Litio, cobalto, terre rare, gallio, germanio, rame, alluminio (inserito nell’ultimo draft), silicio metallico, grafite e nichel sono alcuni delle 34 materie prime critiche (caratterizzate da elevata importanza economica e rischi di approvvigionamento) e 17 di quelle considerate strategiche (la cui domanda sarà in forte crescita da più settori economici e industriali). Per gli stakeholder che lavorano nel settore (dall’industria all’accademia, passando per i think tank), l’inclusione di questa nuova categoria rappresenta una novità che in parte politicizza l’analisi della ‘criticità’ delle materie prime, costruita su una metodologia scientifica rigorosa ma che spesso non rifletteva – al pari di quanto delineato, per esempio, dai requisiti anti-Cina dell’Inflation Reduction Act (Ira) – una visione geopolitica, nonostante gli auspici della Commissione von der Leyen all’inizio del suo mandato.

Ma è chiaro che nei prossimi anni e decenni l’accesso alle materie prime critiche e strategiche diventerà sempre di più una questione politica, dal momento che da esse dipenderà la competitività di interi settori industriali. Proprio per questo, il Consiglio dell’Unione europea ha proposto, nelle fasi conclusive, di innalzare i parametri di riferimento, suggerendo l’aumento della quota di raffinazione e riciclaggio per i materiali consumati nell’Ue rispettivamente dal 40 al 50% e dal 15 al 20% e dal 15 al 20% entro il 2030. Si tratta di obiettivi (delineati all’Art. 1) non vincolanti, ma che rappresentano dei chiari suggerimenti agli Stati Membri per rafforzare il posizionamento dell’Ue in un contesto geopolitico incerto.

Nel primo caso, le industrie europee scontano un ritardo evidente nella trasformazione delle materie prime in materiali precursori e metalli per poter essere utilizzati per la fabbricazione di batterie, magneti o semiconduttori. Si tratta di uno step della supply chain che aumenta i margini di profitto, ma spesso caratterizzato da elevati consumi energetici e da più stringenti normative ambientali.

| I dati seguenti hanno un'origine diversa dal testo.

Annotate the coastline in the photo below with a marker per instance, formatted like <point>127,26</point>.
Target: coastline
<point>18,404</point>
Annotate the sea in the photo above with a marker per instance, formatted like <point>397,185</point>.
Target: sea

Per quanto riguarda la quota di consumo interno dalle attività minerarie continentali, rimane al 10% l’obiettivo di estrarre le materie prime critiche dal momento che, nonostante alcuni progetti in rampa di lancio, entro il 2030 sarebbe stato pressoché utopico concepire un target più ambizioso.

Un’altra componente fondamentale del regolamento è l’introduzione dei “progetti strategici”, che dovranno contribuire in maniera significativa all’approvvigionamento di materie prime strategiche dell’Ue (art. 5-7). Il regolamento mira a sostenere questi progetti garantendo che gli Stati membri forniscano un unico punto di contatto per il processo autorizzativo e une tempestività di massimo 24 mesi per l’estrazione e 12 mesi per la raffinazione e il riciclo (artt. 9-10). Dovranno inoltre allinearsi agli standard di sostenibilità conformemente alle normative europee, seppur è prevista una riduzione del periodo di consultazione pubblica per quanto concerne la valutazione d’impatto ambientale, trattandosi di provetti di “rilevante interesse pubblico” (art. 7).

I progetti strategici saranno, inoltre, supportati da finanziamenti coordinati tramite diversi meccanismi (tra cui gli off-take), come previsto dagli artt. 15-17, mentre sarà compito dei Paesi membri provvedere al de-risking finanziario dei progetti in fase di esplorazione, agevolando così il processo di lancio sul mercato (art. 18). Monitorare e mitigare i rischi lungo le supply chain interessate, attraverso l’esecuzione di stress test e la rendicontazione di eventuali scorte strategiche, sarà inoltre un compito in capo agli Stati nazionali ma anche per le grandi aziende coinvolte nei rispettivi ambiti di applicazione. Gli artt. 25-30 guardano, invece, alle soluzioni circolari a diversi livelli, mentre l’art. 33 incoraggia la conclusione di partenariati strategici con i Paesi ricchi di risorse per il raggiungimento del target di riferimento (massimo il 65% del consumo interno entro il 2030 da un singolo paese) e in coordinamento con Paesi alleati.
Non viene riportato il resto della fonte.